San Juan de la Cruz distingue cuatro fases a lo largo de la misma noche oscura del alma. La noche del sentido puede
compararse a la oscuridad que sigue a la puesta del sol, que avanza hasta la medianoche y se prolonga unas cuantas
horas más, lo cual constituye la noche del espíritu. La noche sosegada puede asemejarse a ese tiempo en que
empiezan a asomar tenuemente los primeros alboreos del amanecer. La noche serena sería la aurora precediendo la
salida del sol. La muerte personal por supuesto que es la luz plena del nuevo día.
En su dibujo de la Subida del Monte Carmelo, el místico carmelita nos traza tres veredas que llevan al monte. La de la
izquierda (el camino de los «bienes del cielo») llega a un corte donde se acaba y tiene estas observaciones: «Cuanto
más tenerlo quiero con tanto menos me hallo.
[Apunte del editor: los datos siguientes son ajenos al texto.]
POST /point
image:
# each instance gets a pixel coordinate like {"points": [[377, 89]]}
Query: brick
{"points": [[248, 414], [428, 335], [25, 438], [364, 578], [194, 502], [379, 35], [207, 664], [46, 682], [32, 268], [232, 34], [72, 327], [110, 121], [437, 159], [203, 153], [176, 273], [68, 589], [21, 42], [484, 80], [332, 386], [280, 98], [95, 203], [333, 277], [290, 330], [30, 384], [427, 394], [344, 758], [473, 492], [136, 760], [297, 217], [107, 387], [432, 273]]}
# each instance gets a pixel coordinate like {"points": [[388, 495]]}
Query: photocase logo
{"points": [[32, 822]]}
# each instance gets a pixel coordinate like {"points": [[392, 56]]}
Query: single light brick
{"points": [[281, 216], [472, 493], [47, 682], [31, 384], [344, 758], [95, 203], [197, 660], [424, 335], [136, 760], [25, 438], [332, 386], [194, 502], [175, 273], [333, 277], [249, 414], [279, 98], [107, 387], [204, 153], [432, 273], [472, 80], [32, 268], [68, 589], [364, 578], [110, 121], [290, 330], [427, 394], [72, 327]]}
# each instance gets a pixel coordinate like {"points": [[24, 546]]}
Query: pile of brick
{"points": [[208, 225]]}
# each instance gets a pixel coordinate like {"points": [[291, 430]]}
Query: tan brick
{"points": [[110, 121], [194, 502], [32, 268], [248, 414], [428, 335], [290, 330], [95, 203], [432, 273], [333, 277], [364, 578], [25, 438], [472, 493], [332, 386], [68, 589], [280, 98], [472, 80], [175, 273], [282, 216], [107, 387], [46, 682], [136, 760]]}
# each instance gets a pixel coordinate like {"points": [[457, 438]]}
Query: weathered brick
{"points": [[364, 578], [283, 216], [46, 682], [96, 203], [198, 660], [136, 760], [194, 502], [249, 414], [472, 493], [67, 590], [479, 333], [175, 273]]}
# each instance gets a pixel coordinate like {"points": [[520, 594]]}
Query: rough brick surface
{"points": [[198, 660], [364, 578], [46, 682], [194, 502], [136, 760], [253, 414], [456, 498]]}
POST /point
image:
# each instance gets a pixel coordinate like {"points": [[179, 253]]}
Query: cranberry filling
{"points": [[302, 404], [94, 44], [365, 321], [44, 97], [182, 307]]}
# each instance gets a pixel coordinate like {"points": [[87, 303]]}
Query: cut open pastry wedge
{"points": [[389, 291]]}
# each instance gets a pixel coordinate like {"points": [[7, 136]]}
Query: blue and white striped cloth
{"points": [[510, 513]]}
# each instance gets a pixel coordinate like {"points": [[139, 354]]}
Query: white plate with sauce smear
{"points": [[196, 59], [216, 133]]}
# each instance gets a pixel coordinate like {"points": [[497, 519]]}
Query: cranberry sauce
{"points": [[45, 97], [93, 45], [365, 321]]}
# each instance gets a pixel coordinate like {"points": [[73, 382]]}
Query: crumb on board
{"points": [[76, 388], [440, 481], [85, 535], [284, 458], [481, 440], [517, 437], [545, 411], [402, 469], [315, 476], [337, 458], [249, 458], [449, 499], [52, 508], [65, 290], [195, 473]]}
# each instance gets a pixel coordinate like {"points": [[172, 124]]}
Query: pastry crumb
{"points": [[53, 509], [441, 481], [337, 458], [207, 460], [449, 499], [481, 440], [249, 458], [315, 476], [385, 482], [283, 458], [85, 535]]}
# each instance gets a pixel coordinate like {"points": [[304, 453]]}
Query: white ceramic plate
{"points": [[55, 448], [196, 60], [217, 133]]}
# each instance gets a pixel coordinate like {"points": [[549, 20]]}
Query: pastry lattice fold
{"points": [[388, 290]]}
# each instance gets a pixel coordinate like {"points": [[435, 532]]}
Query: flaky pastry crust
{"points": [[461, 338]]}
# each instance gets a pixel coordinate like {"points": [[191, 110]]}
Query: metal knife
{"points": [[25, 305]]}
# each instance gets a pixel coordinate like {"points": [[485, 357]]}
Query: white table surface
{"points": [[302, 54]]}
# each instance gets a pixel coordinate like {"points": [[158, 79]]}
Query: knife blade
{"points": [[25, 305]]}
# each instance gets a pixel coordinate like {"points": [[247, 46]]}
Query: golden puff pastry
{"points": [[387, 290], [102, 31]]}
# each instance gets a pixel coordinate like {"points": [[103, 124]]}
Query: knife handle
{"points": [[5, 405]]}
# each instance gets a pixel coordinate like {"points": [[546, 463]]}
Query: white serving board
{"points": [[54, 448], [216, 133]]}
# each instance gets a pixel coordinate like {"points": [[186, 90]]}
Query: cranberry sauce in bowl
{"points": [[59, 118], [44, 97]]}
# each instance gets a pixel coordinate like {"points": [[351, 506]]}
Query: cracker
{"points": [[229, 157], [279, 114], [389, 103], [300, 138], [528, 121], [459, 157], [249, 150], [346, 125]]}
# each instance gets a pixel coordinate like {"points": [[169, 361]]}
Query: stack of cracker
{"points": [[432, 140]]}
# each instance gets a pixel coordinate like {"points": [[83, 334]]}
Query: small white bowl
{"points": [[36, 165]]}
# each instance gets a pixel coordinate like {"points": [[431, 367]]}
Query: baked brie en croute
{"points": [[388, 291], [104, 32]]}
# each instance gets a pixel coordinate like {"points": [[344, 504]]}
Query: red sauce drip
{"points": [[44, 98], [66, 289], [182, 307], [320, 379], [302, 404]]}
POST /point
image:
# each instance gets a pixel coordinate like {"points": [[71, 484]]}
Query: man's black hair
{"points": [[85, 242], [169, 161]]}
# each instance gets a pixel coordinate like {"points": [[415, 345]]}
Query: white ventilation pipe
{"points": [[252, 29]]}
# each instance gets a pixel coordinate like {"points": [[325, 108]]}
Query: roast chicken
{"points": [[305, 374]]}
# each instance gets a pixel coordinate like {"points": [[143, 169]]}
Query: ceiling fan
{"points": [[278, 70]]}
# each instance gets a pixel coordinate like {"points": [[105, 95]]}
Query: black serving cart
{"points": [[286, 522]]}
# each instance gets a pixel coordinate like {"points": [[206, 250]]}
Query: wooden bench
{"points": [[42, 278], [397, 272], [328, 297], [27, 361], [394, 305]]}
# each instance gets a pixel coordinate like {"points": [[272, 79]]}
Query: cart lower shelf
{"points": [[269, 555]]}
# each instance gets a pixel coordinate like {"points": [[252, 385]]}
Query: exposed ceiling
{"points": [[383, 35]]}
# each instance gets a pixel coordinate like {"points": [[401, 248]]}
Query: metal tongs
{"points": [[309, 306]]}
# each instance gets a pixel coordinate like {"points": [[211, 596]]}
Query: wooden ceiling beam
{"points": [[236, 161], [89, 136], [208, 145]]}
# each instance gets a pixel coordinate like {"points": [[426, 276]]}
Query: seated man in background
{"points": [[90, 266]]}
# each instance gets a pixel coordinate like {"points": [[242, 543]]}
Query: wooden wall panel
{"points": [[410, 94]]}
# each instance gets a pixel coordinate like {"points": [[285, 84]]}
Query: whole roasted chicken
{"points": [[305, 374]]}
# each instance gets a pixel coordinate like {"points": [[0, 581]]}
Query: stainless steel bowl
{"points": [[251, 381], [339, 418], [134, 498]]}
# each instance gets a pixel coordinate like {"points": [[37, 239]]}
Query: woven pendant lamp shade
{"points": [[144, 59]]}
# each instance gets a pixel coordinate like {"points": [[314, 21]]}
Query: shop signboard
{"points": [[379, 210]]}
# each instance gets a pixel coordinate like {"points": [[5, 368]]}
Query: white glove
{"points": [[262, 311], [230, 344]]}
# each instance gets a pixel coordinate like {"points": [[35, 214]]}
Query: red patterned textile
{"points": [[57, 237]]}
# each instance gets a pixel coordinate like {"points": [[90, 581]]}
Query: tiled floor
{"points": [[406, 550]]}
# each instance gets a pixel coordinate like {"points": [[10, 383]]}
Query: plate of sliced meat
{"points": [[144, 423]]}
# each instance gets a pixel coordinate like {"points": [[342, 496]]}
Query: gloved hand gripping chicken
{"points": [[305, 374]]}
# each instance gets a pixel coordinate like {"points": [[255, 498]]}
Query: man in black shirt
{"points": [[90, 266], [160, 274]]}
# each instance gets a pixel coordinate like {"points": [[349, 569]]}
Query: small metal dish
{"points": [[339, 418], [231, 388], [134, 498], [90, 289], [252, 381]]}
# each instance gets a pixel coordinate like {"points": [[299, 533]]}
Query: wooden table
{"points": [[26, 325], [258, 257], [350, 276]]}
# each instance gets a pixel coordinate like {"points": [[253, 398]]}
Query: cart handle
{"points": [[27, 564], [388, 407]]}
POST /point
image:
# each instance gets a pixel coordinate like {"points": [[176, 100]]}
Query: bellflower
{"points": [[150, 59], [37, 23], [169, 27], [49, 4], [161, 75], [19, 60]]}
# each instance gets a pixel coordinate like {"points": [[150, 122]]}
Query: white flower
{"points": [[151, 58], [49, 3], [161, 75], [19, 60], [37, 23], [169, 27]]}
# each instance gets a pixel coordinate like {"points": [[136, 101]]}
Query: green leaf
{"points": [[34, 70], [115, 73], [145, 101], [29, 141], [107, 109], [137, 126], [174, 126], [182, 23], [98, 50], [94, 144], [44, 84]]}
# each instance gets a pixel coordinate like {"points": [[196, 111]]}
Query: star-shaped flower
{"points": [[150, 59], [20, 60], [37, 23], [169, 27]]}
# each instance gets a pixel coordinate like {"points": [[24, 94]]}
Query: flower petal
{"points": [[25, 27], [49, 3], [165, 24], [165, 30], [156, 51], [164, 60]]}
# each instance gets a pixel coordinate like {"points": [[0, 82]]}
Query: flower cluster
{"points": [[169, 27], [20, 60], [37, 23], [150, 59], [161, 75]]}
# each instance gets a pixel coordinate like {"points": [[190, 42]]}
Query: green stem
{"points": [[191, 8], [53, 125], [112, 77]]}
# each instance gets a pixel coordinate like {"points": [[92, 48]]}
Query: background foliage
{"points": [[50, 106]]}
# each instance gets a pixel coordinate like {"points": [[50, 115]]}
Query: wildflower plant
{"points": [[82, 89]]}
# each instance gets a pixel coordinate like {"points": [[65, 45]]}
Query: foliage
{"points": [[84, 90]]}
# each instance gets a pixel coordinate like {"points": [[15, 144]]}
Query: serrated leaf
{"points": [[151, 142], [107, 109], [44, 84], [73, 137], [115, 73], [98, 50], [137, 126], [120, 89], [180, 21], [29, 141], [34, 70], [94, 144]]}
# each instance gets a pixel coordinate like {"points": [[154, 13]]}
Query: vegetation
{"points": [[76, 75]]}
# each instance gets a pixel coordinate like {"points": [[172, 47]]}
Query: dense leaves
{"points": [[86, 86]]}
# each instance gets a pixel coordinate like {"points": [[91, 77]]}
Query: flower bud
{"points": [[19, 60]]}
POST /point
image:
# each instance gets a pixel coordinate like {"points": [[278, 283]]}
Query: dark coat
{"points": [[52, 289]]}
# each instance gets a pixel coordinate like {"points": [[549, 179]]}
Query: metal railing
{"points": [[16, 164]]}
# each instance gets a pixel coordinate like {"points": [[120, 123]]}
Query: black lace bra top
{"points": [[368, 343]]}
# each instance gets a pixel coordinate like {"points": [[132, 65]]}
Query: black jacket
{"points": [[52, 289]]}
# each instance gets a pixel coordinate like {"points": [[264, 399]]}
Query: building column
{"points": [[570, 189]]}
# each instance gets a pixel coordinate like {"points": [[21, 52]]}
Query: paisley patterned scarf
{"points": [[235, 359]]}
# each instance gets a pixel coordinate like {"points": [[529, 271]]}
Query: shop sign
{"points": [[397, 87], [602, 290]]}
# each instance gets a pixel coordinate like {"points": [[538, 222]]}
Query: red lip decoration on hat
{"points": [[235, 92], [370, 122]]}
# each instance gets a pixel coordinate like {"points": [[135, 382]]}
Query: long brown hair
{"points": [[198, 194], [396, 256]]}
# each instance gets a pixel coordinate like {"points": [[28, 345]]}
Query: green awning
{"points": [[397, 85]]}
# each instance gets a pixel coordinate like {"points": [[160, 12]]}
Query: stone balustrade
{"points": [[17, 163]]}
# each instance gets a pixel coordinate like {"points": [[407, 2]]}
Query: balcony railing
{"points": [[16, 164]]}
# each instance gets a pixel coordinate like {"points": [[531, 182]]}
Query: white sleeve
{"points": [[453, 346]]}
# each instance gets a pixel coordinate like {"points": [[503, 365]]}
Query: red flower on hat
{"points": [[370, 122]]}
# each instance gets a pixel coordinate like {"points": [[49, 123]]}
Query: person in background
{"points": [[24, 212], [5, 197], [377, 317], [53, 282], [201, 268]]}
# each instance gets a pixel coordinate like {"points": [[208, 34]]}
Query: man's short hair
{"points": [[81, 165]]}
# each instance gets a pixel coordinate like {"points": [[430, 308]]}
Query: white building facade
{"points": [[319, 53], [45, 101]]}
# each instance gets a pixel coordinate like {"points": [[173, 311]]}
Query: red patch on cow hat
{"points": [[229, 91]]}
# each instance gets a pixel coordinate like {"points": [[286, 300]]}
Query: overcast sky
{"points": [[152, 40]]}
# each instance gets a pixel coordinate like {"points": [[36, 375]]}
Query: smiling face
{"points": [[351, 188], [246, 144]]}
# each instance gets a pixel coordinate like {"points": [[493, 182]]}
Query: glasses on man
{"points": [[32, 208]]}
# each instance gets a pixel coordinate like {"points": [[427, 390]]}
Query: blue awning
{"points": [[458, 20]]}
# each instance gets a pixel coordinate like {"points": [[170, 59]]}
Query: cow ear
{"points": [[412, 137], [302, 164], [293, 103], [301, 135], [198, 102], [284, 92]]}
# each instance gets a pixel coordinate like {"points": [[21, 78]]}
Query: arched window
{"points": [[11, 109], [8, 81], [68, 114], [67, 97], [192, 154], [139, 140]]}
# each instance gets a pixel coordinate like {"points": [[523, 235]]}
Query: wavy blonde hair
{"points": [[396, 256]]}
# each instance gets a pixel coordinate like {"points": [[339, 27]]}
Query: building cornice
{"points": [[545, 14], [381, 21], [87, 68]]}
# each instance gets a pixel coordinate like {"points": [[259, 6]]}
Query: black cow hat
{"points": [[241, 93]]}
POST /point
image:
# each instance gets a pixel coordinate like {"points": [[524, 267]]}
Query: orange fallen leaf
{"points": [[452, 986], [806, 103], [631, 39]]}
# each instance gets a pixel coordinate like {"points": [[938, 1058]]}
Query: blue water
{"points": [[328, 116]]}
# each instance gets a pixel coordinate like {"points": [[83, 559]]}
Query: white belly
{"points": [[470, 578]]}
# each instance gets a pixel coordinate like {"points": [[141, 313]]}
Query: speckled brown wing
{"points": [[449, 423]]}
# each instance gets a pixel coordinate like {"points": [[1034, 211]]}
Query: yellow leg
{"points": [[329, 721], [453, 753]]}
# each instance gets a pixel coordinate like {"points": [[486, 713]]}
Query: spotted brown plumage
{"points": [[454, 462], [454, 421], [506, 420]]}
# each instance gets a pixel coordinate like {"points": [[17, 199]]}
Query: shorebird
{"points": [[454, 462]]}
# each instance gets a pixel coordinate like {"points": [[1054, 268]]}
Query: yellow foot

Cuando ya no lo quería, téngolo todo sin querer». La de la derecha (el
camino de los «bienes de tierra» también se trunca y termina con estas frases: «Cuanto más buscarlo quise con tanto
menos me hallé. Cuando menos lo quería, téngolo todo sin querer». La tercera vereda (una senda recta y estrecha que
sube hasta la mitad) es el camino de la nada: «Nada-nada-nada... y aun en el monte nada». Pero este camino de la
nada no llega hasta la cima del monte. Como hacia la mitad se abre. Y entonces, cerca de la cumbre, donde parece
que tendría que haber continuado el camino recto y estrecho, Juan de la Cruz escribe: «Ya por aquí no hay camino,
porque para el justo no hay ley, él para sí se es ley».
Al final, en nuestra muerte y resurrección personal, el Padre, el Hijo y el Espíritu son nuestro todo. «Dios todo en todo»
(1 Cor 15,28): «Cristo todo en todos» (Col 3,11).